4:00 PM
5:00 PM
Building models and methods for large spatio-temporal data is important for many scientific and application areas that affect our lives. In this talk, I will discuss several interrelated yet distinct models and methods on a graph and mean recovery problems with applications in neuroscience, spatio-temporal modeling, and genomics.
In the first result, I discuss the Gemini methods for estimating the graphical structures and underlying parameters, namely, the row and column covariance and inverse covariance matrices from the matrix variate data. Under sparsity conditions, we show that one is able to recover the graphs and covariance matrices with a single random matrix from the matrix variate normal distribution. Our method extends, with suitable adaptation, to the general setting where replicates are available. We establish consistency and obtain the rates of convergence in the operator and the Frobenius norm. We show that having replicates will allow one to estimate more complicated graphical structures and achieve faster rates of convergence. We provide simulation evidence showing that we can recover graphical structures as well as estimating the precision matrices, as predicted by theory.
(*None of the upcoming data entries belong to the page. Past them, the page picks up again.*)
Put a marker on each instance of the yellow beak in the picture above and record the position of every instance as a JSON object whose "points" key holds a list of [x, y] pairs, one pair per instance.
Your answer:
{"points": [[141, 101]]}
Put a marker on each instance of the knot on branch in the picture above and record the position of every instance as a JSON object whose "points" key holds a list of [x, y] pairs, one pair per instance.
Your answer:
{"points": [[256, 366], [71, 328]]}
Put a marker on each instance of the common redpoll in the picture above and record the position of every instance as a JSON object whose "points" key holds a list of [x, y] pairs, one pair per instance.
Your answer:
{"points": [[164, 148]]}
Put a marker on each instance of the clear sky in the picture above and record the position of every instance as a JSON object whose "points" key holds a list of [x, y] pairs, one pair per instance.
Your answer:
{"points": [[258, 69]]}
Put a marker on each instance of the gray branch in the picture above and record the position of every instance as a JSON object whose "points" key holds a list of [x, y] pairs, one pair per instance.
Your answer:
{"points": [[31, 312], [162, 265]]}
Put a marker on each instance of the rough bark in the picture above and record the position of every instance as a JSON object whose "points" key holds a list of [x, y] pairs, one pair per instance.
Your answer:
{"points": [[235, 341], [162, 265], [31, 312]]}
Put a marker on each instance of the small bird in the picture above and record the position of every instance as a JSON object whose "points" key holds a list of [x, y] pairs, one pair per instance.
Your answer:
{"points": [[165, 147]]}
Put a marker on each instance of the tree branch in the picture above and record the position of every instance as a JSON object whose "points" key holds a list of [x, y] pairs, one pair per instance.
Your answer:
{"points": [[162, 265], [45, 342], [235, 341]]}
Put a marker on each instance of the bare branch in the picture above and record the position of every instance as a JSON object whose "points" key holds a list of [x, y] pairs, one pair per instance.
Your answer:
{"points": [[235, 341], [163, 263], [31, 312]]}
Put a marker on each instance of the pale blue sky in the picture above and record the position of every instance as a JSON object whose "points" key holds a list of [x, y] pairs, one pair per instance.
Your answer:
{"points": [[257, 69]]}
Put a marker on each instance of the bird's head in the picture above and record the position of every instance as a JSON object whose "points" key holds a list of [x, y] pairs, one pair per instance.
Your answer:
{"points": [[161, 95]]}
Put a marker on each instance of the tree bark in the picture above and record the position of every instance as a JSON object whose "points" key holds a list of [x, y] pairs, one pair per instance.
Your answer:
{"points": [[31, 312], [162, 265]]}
It has been proposed that complex populations, such as those that arise in genomics studies, may exhibit dependencies among observations as well as among variables. This gives rise to the challenging problem of analyzing high-dimensional data with unknown mean and dependence structures. In the second part of the talk, I present a practical method utilizing generalized least squares and penalized (inverse) covariance estimation to address this challenge. We establish consistency and obtain rates of convergence for estimating the mean parameters and covariance matrices iteratively. We use simulation studies and analysis of genomic data from a twin study of ulcerative colitis to illustrate the statistical convergence and the performance of our methods in practical settings.
In the final part of the talk (time permitting), I will discuss a parsimonious model for precision matrices of matrix-normal data based on the Cartesian product of graphs. By enforcing extreme sparsity (the number of parameters) and explicit structures on the precision matrix, this model has excellent potential for improving the scalability of the computation and interpretability of complex data analysis. We establish consistency for both the Bi-graphical Lasso (BiGLasso) and Tensor Graphical Lasso (TeraLasso) estimators and obtain the rates of convergence for estimating the precision matrix.
This talk is based on joint work with Michael Hornstein, Roger Fan, Kerby Shedden, Kristjan Greenewald and Al Hero.